Communication: Always Include Incident Impact On Business

Mohammed A.
Oct 19, 2024
Communication: Always Include Incident Impact On Business

When an incident happens, most engineers rush to explain the technical details.

That is the trap.

The business first needs to understand impact: who is affected, what is unavailable, and how much risk this creates right now. If Redis is down, “Redis is down” is not enough. Say what this means for users, operations, and revenue.

The Trap Most Engineers Fall Into

Most incident updates start with implementation details: logs, stack traces, host-level behavior, and speculative root causes.

Those details are useful for engineers, but they are not the first thing the business needs. Impact-first communication builds trust because it answers the decision-making question immediately: “How bad is this, and what should we do now?”

First Response: What to Include in the First 5 Minutes

Your first message should be short and structured:

  1. What happened (one sentence)
  2. Current business impact
  3. Scope (which users, regions, products)
  4. Mitigation status (what is being done now)
  5. Next update time

A good first response is not a full diagnosis. It is clear situational awareness.

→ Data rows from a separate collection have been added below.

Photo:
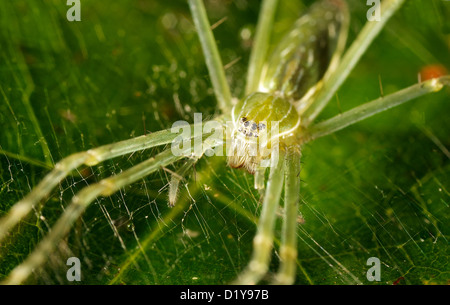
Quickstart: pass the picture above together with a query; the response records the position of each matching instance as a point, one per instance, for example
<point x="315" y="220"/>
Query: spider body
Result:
<point x="262" y="121"/>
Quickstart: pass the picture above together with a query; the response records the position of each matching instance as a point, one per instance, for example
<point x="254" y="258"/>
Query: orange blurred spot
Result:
<point x="432" y="71"/>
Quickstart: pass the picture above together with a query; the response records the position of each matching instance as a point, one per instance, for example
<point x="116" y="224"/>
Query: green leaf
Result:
<point x="380" y="188"/>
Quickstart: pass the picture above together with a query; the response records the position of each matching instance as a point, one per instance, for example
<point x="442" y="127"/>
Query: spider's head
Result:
<point x="262" y="122"/>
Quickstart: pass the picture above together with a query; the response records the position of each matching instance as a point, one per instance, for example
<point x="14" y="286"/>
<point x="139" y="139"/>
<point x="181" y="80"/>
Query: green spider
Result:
<point x="291" y="86"/>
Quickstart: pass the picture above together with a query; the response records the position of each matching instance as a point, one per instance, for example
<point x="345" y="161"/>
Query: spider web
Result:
<point x="378" y="189"/>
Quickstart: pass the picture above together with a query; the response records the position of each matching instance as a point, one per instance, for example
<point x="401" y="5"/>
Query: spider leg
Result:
<point x="369" y="32"/>
<point x="65" y="166"/>
<point x="376" y="106"/>
<point x="288" y="249"/>
<point x="212" y="56"/>
<point x="263" y="241"/>
<point x="261" y="44"/>
<point x="79" y="204"/>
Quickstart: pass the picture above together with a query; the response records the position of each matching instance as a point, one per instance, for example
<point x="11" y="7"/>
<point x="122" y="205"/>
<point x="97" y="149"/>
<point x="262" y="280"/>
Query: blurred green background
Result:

Incident Report / Post-Mortem: What Must Be Included

For the written report, include the technical details, but keep them in the right order:

  1. Impact summary (with time window and measurable effect)
  2. Timeline (detection, escalation, mitigation, recovery)
  3. Root cause analysis (technical and process causes)
  4. Detection gap (why alerts/checks did not catch it earlier)
  5. Corrective actions (owner and due date for each item)

Root cause without impact is incomplete. Impact without corrective actions is also incomplete.

Conclusion

During incidents, technical precision matters, but communication priority matters more.

Start with business impact, then add technical depth. Engineers who do this consistently become trusted much faster, especially as they grow into senior and leadership roles.